Exceptionnel ! Que dire de plus après une année 2016 comme celle-ci ? Le 6 novembre dernier, sur la piste d’Angerville, Victor Compère (et ses coéquipiers) s’est classé 4e de la dernière endurance du championnat de France, ce qui lui a permis de décrocher le titre de champion, le 5e titre de cette année 2016. « C’est ma plus belle saison en Kart », affirme le pilote essonnien. Notamment champion du monde, champion de Belgique et champion de France en sprint, ainsi que champion de France ou encore 2e des 24h du Mans en Endurance, Victor Compère réalise une saison 2016 hors du commun.

Son parcours

« C’est une histoire de famille », débute l’intéressé au moment de retracer son parcours. Avec un père et deux frères fans de Karting, difficile pour Victor de ne pas se prendre au jeu. C’est dès l’âge de deux ans qu’il accompagne son frère aîné Alexandre, notamment vainqueur des 24h en 2001, sur les circuits de karting. Trois ans plus tard, c’est à son tour de conduire. « J’ai commencé à 5 ans sur les parkings de la société de papa », s’amuse-t-il ensuite. Pour lui, la compétition ne commencera qu’à ses huit ans. Licencié à l’ASK Rosny 93, tout comme son frère aîné, Victor n’avait encore pour objectif que le loisir. Très rapidement cependant, il a su qu’il en ferait son métier. « Mon père m’a donné les moyens et les sponsors pour y arriver ».

A 10 ans déjà, Victor obtient des premiers résultats prometteurs. Sa formation, si son père y est pour beaucoup, c’est à Didier Durand (Didier Sport System) qu’il l’a doit réellement.
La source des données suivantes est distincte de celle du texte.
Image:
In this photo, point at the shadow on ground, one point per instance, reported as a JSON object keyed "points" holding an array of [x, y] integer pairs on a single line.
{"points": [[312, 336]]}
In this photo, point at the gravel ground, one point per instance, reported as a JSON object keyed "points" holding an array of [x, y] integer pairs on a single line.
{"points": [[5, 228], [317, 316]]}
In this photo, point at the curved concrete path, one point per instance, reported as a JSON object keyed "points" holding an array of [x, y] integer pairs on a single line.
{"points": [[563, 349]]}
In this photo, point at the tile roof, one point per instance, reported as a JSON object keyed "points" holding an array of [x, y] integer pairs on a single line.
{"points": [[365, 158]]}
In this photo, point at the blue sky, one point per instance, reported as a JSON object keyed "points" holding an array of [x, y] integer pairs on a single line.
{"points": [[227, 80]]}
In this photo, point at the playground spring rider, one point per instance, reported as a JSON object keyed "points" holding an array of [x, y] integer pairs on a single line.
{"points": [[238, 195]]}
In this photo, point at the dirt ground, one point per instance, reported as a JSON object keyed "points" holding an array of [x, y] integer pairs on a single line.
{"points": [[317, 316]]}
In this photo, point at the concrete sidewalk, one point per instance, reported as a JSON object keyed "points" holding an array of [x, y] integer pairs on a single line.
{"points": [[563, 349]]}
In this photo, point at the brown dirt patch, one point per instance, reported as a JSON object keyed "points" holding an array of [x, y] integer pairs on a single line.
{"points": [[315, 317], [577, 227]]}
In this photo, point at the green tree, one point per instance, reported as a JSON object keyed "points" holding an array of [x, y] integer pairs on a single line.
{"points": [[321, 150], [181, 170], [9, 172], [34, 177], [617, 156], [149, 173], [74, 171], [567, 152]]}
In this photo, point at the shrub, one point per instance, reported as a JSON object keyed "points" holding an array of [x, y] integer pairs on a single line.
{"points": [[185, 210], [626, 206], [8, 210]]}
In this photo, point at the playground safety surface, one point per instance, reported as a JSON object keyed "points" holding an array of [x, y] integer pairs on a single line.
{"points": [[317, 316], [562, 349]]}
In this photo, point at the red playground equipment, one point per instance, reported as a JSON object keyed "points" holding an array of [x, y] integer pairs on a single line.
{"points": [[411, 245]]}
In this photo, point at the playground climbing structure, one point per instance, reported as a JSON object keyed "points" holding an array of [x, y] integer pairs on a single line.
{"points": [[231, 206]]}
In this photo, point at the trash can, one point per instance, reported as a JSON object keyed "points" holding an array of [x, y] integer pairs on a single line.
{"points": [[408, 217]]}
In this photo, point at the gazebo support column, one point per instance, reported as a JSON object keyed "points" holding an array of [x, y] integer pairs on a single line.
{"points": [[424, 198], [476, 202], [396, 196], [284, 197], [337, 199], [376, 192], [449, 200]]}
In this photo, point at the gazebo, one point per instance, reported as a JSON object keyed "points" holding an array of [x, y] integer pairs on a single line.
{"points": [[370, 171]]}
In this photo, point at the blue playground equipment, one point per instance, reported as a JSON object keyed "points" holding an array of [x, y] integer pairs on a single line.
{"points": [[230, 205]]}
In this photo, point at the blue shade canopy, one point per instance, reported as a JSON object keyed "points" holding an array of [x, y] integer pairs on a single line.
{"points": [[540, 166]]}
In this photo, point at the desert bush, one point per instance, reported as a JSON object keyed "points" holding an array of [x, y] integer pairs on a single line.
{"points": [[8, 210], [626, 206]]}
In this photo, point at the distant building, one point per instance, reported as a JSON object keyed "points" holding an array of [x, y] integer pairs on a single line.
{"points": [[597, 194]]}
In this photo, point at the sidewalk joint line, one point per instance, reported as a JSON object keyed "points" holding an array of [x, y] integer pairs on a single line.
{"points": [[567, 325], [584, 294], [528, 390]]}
Pilote pendant 5 ans dans la structure, c’est là qu’il parvient à enchaîner les performances en finissant notamment 2ème de la French Cup KF3, ou encore en remportant la Coupe des Champions El Vendrell KF2. Si les prises de positions de sa team le poussent à changer d’horizon, il réintégrera l’équipe en 2015 notamment pour se rapprocher de sa famille.

Ses objectifs

S’il avoue préférer le sprint à l’endurance, Victor a eu le talent nécessaire pour combiner les deux disciplines dès son plus jeune âge. Cette année 2016 a été une année phare pour le jeune pilote. Ultra-performant en sprint, il a aussi pu intégrer la célèbre équipe d’endurance Sarthe-RTKF, dominatrice des 24h du Mans depuis une quinzaine d’années, et octuple vainqueur de l’épreuve. « C’est une grande fierté de travailler avec RTKF et avec les frères Boulineau (motoristes) », se satisfait Victor. « Je ne le connaissais pas trop, mais je ne peux parler qu’en bien de lui, et de sa famille », affirme Claude Jamin, le team-manager, qui souligne lui aussi l’importance des frères Boulineau. « Il a un comportement humain . C’est un garçon qui en veut, qui vit sa passion de pilote », poursuit le passionné de mécanique.

Pour sa prochaine saison, Victor est déjà quasiment fixé. Si RTKF se retire du monde du karting endurance, le Marcoussissien a semble-t-il déjà trouvé un point de chute. « Il est prévu qu’on fasse un équipage dans la catégorie reine de l’endurance », lâche, Sébastien Biélande, de l’équipe belge RSD Karting, uniquement vouée au sprint jusque-là. Une bonne nouvelle pour Victor qui est déjà en étroite collaboration avec son team-manager. « Il travaille avec moi à l’atelier. Il s’applique à 100% aussi bien à l’atelier que sur la piste », reconnait ce dernier, insistant sur son expérience et son intelligence de course.

L’avenir de Victor devrait donc s’inscrire chez RDS Karting, même si nul ne sait encore pour combien d’années. S’il lui reste de très belles années devant lui, le pilote de 21 ans a déjà en sa possession un palmarès fort respectable. Il n’en perd pas pour autant sa motivation. « Il faut concrétiser, valider les résultats, et notamment gagner le championnat d’Europe de sprint », se fixe-t-il. Lui qui rêvait de toucher la Formule 1 étant petit, nourrit désormais d’autres ambitions. « Ça coûte beaucoup d’argent de rouler en voiture », explique Sébastien Biélande. Son nouvel objectif serait d’ouvrir sa propre team de karting afin d’apporter son expérience aux plus jeunes. En attendant, le pensionnaire de l’ACO Karting continue de vivre de sa passion, sans jamais oublier de remercier sa famille, son mécano, et tous ceux qui le soutiennent depuis toutes ces années.